Re: WHAT calendar for the current year 2012

From:Philip Newton <philip.newton@...>
Date:Saturday, February 2, 2008, 7:51
2008/2/1 R A Brown <ray@...>:
> I suspect that baptisms in Greece will use the Koine forms of names and > not the modern. E.g. Γιάννης will have been baptized as Ἰωάννης.
Quite so. (Though without the breathing, if he was baptised after 1982.) I think that his identity papers will also show Ιωάννης. Similarly with Γιώργος / Γεώργιος, etc., and I think that Κατερίνα will have been baptised Αικατερίνη as well.
> Also, I suspect a Greek with the name Μιχαήλ would have his name > rendered as 'Michael';
Looking in Wikipedia, a number of them have their names rendered as "Mihalis" or (more commonly) "Michalis" -- the demotic form is Μιχάλης, and I would imagine that most people baptised as Μιχαήλ will be called that rather than their "official" name.
> practice seems to have varied among clerks of the Middle > Ages.
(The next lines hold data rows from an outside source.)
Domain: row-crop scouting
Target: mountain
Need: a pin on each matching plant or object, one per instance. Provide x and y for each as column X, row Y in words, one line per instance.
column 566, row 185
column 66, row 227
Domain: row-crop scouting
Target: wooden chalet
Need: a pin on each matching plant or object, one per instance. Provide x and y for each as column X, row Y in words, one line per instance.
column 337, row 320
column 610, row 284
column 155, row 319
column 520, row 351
While baptismal names were always written in Latin, surnames seem > sometimes to have been Latinized and at other times not, e.g. 'John > Smith' might be recorded as 'Jo(h)annes Smith' or 'Jo(h)annes Faber.' > (Some enterprising Smiths actually adopted the Latin form :)
Ah, good point; thanks for bringing up that tradition of transcribing-vs-translating. (I'm reminded also of the various Mercators who were various Cremer or Kaufman or similar, or Neanderthal which was named after a Mr Neumann, if my memory serves me correctly.)
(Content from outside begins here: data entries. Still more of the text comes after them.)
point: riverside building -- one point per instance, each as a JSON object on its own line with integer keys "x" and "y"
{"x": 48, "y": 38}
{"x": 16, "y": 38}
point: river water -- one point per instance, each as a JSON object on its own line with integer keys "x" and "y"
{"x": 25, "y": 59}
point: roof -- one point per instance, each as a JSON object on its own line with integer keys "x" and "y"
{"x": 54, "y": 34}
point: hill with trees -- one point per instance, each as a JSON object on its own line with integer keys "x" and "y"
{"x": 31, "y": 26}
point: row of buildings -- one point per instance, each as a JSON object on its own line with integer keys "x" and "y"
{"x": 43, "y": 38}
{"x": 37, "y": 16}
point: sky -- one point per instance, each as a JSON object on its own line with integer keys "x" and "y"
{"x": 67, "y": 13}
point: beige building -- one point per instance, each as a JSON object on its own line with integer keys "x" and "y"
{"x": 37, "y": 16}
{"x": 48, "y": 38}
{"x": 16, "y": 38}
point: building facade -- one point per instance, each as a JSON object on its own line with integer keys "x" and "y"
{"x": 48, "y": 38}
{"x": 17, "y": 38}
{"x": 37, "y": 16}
> > I also wondered whether it might be Λουτέτιο, from the Latin name > > Lutetia (the things reading Asterix teachers you...). > > In full it was 'Lutetia Parisiorum.'
Ah, this I did not know.
> I see no reason why similar things did not happen in WHAT, so I think we > can accept Παρίσιο as the TAKE form.
I see; thanks.
> > Modern Greek misled me here -- it's βασίλειο. Well, according to my > > dictionary, "Königreich" can be either βασίλειο or βασιλείο, but the > > UK, for example, is Το Ηνωμένο Βασίλειο.